“As if brilliant equals good.”
“Exactly,” said Cecily. “But we still don’t know if he had anything to do with it. And we don’t know who the people who approached
Reuben and Phillips even were. Phillips doesn’t know, anyway, and Reuben never said and never wrote down anything.”
“So Torrent may or may not be involved with Verus.”
“No, that’s not the point,” said Cecily. “I’m almost sure he’s not part of Verus’s operation. Verus was in control of everything about his operation. People reported to him, and he reported to God. Or history. Whatever he believed in. Not to Torrent. And can you imagine Torrent reporting to him?”
“Maybe. It’s possible.”
“I don’t think so,” said Cecily. “You met Verus.” “I didn’t see him at his best.”
“But can you imagine that if Torrent worked for him, Verus would sit still for Torrent being nominated by both parties? Essentially handed the presidency?”
“Of course he would,” said Cole. “If it means he wins after all.”
“Okay, maybe,” said Cecily. “But I don’t think so. Because of this.”
She handed another sheet of paper to Cole. It had only one name on it. DeeNee Breen. Took a class with Torrent as an undergrad at Princeton. Got an A.
Cole felt sick. “But it was just a class.”
“From Torrent. At Princeton. Coincidence. Lots of students took classes from him. Not all of them murdered a major in the U.S. Army, but I know I’m reasoning backward. It’s no proof of anything. It’s just . . . I had to tell somebody. I had to show somebody or I’d go crazy, watching Torrent do this—this rocket ride to supreme power.”
“Who would keep a secret like this?” said Cole. “This conspiracy would be too—”

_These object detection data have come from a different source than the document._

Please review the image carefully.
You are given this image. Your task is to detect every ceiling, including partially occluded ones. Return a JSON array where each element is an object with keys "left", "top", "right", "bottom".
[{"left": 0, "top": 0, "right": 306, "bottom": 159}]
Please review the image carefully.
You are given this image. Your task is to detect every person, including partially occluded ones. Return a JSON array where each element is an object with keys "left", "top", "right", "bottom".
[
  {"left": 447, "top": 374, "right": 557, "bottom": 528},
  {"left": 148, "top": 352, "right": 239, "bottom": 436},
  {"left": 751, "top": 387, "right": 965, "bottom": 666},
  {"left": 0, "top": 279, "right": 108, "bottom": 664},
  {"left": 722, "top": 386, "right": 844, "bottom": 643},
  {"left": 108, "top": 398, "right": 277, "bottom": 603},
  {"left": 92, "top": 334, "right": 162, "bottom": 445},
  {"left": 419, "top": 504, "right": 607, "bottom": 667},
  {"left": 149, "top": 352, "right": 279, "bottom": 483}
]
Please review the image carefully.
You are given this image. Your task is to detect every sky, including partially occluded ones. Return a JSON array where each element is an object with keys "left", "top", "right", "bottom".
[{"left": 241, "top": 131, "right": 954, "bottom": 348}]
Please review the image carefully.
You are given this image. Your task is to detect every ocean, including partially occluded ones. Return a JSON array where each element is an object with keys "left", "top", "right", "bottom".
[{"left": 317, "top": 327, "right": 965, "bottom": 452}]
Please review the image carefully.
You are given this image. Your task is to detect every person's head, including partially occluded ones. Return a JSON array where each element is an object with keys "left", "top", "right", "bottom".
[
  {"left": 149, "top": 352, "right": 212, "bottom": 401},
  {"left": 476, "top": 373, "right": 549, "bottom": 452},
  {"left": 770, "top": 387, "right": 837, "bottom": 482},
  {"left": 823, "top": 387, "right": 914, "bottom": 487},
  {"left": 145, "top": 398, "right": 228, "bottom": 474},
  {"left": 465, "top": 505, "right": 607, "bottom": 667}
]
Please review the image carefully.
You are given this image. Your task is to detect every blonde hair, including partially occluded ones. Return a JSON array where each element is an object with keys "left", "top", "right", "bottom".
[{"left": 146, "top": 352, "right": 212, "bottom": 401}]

“Cole,” said Cecily, “who would believe Verus could bring off his conspiracy? Anyway, I don’t know if it was a conspiracy. It might have been more like some kind of evil Johnny Appleseed. Torrent might just have gone around planting seeds. Who knows what he said to Verus that maybe provoked him. Like, ‘You talk about how committed you are, Mr. Verus, but you don’t do anything. You took the name of a Roman Emperor, but you act like a lobbyist.’ That’s the way he talked. Challenging. Goading. He goaded Reuben. Called him ‘soldier boy’ all the time. It made Reuben all the more eager to prove himself to Torrent.”
Cole remembered that day when Torrent led them through the reasoning process that pointed to Chinnereth and Genesseret. “You’re saying that he already knew where Verus’s operations were?”
“No, no, that’s the beauty of it. He goads Verus. Makes him read history books that will point him to certain courses of action. But he isn’t actually in on it. I think he really did figure out where Verus was exactly the way he showed us. Maybe he had some scrap of inside information—after all, he was NSA, he had access to intelligence reports that he wouldn’t necessarily share with us. But he wasn’t in on it, any more than he was directly in on what Reuben and Phillips were doing.”
“And DeeNee?” asked Cole.
“That’s different. The men who were waiting to ambush you they’re dead. We can’t question them. Did they know she was planning to kill Reuben? Were they planning to kill him, or just subdue him and get the PDA? Did they work for Verus or Torrent or some third party we don’t know about? It’s all so murky and I don’t know. But she was a student of Torrent’s.”
“Were the guys who were with her?”
“No. Nobody else.”
“I don’t know, Cecily. I just don’t know.”
“I don’t know either. I’m not accusing him. I’m really not. But this stuff just won’t go away.”
Cole nodded. “I guess it’s like having a song on your mind. You can’t get rid of it. You hate the song. So you sing it to somebody else, and now we’ve both got the song on our minds.”
“I’m so sorry!” she said. “You’ll notice that I didn’t call you, you just came over.”
“Absolutely,” said Cole. “And I’m glad you told me. Really. No lie. I’m glad you told me and nobody else.”
“Because they’d think I’m crazy?”
“Because word might get around and somebody might kill you,” said Cole.
She was rocked by that. “Come on.”
“If it’s true,” said Cole, “If it’s true. Then you’re just begging to be murdered. To shut you up.”